Notice that because we have the entire dataset, we can draw the histogram with as fine a level of detail as the data and our patience will allow. However, if you are looking at a histogram in a book or on a website, and you don't have access to the underlying dataset, then it becomes important to have a clear understanding of the "rough approximation" created by the flat tops.
The units of the density scale. The height of each bar is a percent divided by a bin width. Thus, for this datset, the values on the vertical axis are in units of "percent per million dollars." To understand this better, look again at the [300, 400) bin. The bin is 100 million dollars wide. So we can think of it as consisting of 100 narrow bins that are each 1 million dollars wide. The bar's height of roughly "0.4% per million dollars" means that roughly 0.4% of the movies are in each of those 100 skinny bins of width 1 million dollars.
Because the height of a histogram bar is a percent per unit on the horizontal axis, it can be thought of as the density of entries per unit width.
Heights versus areas. To confirm our understanding of the density scale, let us draw the histogram again, this time with four bins.
millions.hist('Gross', bins=[300, 350, 400, 450, 1500], unit='Million Dollars')
Here are the counts of movies in each of the bins.
millions.bin('Gross', bins=[300, 350, 400, 450, 1500])
bin | Gross count |
---|---|
300 | 32 |
350 | 49 |
400 | 25 |
450 | 92 |
1500 | 0 |
Heights and Densities: Q&A
Look again at the histogram, and compare the [400, 450) bin with the [450, 1500) bin.

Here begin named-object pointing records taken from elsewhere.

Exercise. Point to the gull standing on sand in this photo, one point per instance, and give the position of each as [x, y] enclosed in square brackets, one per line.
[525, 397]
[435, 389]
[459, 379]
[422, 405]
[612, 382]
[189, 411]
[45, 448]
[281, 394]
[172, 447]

Q: Which has more movies in it?
A: The [450, 1500) bin. It has 92 movies, compared with 25 movies in the [400, 450) bin.
Q: Then why is the [450, 1500) bar so much shorter than the [400, 450) bar?

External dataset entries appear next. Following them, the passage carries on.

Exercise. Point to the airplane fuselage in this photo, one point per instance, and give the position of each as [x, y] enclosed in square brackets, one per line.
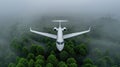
[60, 40]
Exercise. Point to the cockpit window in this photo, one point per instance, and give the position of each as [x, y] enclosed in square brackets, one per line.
[60, 43]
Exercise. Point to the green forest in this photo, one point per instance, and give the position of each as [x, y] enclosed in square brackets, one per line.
[32, 50]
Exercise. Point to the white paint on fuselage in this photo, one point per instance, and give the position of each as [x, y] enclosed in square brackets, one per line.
[60, 40]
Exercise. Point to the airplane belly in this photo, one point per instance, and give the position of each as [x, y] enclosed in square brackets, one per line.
[60, 47]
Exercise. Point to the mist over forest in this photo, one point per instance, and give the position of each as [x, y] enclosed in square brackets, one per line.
[16, 17]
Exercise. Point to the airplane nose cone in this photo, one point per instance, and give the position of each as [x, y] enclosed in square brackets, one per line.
[60, 47]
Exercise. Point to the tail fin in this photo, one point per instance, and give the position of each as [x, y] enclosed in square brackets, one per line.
[60, 21]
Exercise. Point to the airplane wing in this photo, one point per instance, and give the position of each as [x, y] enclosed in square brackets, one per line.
[75, 34]
[44, 34]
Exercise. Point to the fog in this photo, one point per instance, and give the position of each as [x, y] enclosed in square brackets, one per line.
[81, 14]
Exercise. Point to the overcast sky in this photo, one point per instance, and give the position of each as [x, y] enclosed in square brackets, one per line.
[33, 7]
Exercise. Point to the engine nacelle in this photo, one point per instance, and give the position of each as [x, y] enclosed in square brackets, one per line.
[55, 29]
[64, 29]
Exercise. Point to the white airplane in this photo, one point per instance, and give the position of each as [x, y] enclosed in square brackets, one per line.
[60, 37]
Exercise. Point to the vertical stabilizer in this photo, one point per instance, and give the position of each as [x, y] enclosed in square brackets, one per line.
[60, 21]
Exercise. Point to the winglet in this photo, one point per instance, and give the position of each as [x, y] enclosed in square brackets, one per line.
[30, 29]
[89, 28]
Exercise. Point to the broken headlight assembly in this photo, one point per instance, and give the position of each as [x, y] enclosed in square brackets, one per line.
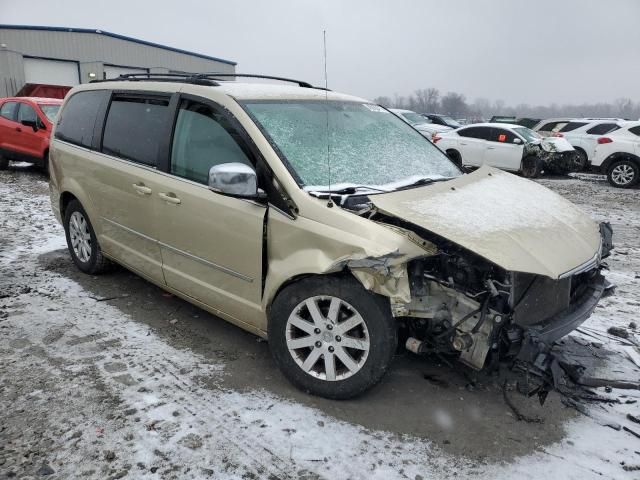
[465, 306]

A: Because height represents density per unit width, not the number of movies in the bin. The [450, 1500) bin does have more movies than the [400, 450) bin, but it is also a whole lot wider. So the density of movies in it is much lower.

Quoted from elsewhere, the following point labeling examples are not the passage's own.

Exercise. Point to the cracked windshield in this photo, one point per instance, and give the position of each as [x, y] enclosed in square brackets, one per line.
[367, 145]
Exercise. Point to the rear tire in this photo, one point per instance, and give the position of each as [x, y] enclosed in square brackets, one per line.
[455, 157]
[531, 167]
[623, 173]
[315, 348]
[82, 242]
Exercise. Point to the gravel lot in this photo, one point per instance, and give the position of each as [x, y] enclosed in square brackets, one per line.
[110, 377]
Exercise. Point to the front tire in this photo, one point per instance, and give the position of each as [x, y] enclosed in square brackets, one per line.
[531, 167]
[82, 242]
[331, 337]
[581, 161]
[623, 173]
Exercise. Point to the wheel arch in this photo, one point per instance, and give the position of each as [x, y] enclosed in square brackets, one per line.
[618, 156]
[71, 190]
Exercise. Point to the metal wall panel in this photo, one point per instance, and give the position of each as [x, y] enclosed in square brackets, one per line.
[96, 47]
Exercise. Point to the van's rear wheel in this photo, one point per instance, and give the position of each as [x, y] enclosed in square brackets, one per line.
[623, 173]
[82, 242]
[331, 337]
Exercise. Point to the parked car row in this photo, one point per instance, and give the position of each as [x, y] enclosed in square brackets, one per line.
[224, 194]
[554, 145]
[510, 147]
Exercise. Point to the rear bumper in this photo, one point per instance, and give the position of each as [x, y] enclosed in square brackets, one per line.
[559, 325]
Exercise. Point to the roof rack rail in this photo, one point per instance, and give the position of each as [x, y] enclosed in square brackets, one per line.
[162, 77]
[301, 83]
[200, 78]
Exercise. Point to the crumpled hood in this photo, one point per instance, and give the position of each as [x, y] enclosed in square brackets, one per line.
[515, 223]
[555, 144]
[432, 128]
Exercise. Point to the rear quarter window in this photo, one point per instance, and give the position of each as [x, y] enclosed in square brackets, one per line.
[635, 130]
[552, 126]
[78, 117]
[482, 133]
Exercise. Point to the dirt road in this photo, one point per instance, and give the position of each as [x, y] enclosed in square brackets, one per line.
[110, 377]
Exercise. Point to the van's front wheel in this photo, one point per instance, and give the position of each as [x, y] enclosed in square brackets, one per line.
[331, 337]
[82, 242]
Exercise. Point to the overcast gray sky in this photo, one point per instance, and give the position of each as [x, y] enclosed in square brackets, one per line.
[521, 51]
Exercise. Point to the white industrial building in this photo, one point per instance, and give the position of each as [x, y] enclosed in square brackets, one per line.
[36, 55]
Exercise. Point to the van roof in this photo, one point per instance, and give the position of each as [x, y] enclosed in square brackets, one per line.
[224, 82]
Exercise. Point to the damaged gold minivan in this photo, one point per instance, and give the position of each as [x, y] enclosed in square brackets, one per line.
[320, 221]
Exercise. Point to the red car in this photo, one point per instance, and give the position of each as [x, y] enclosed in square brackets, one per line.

Which to use: bar graph or histogram?
Bar charts display the distributions of categorical variables. All the bars in a bar chart have the same width. The lengths (or heights, if the bars are drawn vertically) of the bars are proportional to the number of entries.
Histograms display the distributions of quantitative variables. The bars can have different widths. The areas of the bars are proportional to the number of entries.
Multiple histograms
In all the examples in this section, we have drawn a single histogram. However, if a data table contains several columns, then barh and hist can be used to draw several charts at once. We will cover this feature in a later section.